Wednesday 11 February 2009

Pause for Reflection

Life can be so fleeting. In an instant everything that you knew, everything that you used to define your life can be gone. The bushfires in Victoria are both Australia's worst natural disaster and worst peace time tragedy. At time of writing, 181 people had lost their lives. I knew one of them. I don't wish to dwell on it as I feel a great need to leave it behind for a while. I'm feeling quite stressed and have that knot in my stomach that precedes an anxiety attack. It isn't just the fires though. I sense that I'm going to have a falling out with my mother. The whole day has a sense of foreboding about it.
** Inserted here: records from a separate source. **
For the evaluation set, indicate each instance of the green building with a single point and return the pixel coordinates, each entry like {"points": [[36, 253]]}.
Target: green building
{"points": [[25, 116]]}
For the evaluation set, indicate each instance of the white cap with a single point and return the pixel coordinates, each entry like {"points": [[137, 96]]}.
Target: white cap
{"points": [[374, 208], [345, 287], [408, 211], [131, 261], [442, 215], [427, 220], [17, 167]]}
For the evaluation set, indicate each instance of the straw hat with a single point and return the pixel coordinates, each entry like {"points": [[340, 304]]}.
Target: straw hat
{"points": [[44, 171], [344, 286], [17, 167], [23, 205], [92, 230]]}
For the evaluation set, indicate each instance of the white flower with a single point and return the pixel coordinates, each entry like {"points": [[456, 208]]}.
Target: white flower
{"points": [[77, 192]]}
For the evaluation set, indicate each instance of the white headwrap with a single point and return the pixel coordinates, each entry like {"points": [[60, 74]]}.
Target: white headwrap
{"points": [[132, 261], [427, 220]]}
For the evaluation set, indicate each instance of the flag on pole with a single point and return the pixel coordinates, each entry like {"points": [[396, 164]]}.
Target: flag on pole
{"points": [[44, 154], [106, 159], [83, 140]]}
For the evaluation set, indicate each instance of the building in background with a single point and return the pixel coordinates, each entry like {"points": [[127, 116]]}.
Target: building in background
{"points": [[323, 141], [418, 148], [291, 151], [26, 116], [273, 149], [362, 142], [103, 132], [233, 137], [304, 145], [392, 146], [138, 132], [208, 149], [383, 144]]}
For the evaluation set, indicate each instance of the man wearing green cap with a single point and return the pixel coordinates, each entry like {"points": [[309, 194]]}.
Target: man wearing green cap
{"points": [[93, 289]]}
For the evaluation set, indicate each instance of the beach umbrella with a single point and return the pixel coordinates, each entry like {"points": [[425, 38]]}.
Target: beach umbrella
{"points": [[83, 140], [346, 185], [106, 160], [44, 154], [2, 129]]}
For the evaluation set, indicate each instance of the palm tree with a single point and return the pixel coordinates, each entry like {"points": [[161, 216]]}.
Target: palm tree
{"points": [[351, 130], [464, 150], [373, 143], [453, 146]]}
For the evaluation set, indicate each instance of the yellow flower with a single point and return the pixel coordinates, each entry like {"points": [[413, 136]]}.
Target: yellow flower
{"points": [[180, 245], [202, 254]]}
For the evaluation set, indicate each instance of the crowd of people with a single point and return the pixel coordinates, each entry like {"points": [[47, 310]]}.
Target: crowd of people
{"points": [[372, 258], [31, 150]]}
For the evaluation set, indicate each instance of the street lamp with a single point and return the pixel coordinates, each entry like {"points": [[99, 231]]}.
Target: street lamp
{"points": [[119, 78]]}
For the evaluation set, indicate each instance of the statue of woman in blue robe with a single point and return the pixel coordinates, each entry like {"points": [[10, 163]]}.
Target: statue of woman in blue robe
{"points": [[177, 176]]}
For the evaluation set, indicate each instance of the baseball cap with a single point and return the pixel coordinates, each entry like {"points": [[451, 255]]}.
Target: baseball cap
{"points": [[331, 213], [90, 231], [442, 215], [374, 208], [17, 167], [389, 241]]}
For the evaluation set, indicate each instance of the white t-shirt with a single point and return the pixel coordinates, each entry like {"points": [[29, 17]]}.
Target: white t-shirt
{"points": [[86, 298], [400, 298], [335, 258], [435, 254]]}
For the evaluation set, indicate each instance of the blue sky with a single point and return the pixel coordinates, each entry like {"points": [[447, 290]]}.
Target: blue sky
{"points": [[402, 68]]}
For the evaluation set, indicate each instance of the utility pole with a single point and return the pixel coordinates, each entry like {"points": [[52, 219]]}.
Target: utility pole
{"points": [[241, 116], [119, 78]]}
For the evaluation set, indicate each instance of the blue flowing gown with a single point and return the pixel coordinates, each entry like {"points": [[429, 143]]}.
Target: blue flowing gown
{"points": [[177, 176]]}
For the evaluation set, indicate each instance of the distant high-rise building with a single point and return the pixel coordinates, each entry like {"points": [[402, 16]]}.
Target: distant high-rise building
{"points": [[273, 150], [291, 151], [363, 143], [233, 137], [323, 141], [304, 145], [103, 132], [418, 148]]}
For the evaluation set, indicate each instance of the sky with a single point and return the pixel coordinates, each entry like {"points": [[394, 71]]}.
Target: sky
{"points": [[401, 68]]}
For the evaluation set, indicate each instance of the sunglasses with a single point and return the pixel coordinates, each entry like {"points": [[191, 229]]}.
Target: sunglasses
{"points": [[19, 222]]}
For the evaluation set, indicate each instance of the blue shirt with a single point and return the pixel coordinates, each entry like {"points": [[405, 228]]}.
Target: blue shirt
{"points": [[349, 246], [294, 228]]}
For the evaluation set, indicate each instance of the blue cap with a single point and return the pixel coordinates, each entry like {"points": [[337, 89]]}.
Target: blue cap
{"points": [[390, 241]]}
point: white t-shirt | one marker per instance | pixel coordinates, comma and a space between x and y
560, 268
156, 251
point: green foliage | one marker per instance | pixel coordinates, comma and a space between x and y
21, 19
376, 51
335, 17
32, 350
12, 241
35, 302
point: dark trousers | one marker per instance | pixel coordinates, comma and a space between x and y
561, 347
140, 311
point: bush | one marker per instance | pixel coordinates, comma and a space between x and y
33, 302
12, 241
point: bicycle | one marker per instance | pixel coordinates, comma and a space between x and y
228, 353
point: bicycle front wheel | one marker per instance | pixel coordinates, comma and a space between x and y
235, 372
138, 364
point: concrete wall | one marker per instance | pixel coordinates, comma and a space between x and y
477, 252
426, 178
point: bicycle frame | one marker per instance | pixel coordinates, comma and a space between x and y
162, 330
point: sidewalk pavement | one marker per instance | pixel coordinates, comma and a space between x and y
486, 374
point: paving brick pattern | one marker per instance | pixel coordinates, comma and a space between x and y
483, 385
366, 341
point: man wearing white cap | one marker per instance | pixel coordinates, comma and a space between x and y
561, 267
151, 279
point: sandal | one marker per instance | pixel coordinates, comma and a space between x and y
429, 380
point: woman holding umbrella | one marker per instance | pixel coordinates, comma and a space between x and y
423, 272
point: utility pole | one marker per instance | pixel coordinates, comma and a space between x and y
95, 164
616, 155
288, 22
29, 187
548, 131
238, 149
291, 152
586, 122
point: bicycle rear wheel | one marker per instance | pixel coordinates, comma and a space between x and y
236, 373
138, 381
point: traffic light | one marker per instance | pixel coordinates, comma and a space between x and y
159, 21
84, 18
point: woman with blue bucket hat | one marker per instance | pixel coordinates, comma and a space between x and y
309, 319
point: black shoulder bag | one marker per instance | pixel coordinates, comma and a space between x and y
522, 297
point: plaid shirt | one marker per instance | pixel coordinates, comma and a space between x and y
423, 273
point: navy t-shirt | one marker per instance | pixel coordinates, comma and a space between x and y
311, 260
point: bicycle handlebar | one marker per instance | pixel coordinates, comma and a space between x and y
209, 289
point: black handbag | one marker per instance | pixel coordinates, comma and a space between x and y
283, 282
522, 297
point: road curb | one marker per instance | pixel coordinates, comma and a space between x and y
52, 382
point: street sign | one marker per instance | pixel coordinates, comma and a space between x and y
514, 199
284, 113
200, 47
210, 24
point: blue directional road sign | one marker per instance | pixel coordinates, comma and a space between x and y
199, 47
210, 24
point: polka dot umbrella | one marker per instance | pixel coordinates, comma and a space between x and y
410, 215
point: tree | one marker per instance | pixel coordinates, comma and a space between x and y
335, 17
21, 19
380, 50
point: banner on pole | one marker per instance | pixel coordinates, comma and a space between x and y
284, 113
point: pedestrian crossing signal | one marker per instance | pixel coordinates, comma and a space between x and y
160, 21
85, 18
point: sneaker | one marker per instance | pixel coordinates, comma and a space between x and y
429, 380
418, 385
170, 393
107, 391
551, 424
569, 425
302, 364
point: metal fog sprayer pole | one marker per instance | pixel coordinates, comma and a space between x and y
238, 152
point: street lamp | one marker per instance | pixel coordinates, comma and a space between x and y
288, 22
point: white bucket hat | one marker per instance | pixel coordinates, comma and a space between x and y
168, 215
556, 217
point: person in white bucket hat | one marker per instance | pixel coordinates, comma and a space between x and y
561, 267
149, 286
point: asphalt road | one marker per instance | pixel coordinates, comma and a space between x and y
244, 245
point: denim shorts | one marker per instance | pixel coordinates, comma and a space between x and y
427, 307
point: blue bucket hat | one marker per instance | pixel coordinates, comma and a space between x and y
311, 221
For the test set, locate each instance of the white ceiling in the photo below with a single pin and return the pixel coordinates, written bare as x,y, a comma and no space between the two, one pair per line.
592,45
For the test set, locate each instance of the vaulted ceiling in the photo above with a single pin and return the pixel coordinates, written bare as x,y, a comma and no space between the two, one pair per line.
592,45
I wish I hadn't gotten out of bed. I have been trying to get my mother on the phone on and off all day to tell her about the death, but there is no answer. I wish today was over and I could go home. Sunday is the AGM of the PKU association and I've said I'll go. I've even managed to swap my day at the museum. I'll probably have to say something about the book project and I was hoping to hand out copies of the 'guidelines' then. I'd also said that I would write stuff for the newsletter. The deadline is coming up soon and I think I'm supposed to be filling two pages. I haven't finished it. I need to get my brain back so I can focus on next Sunday. I just hope I'm not feeling so stressed out by then.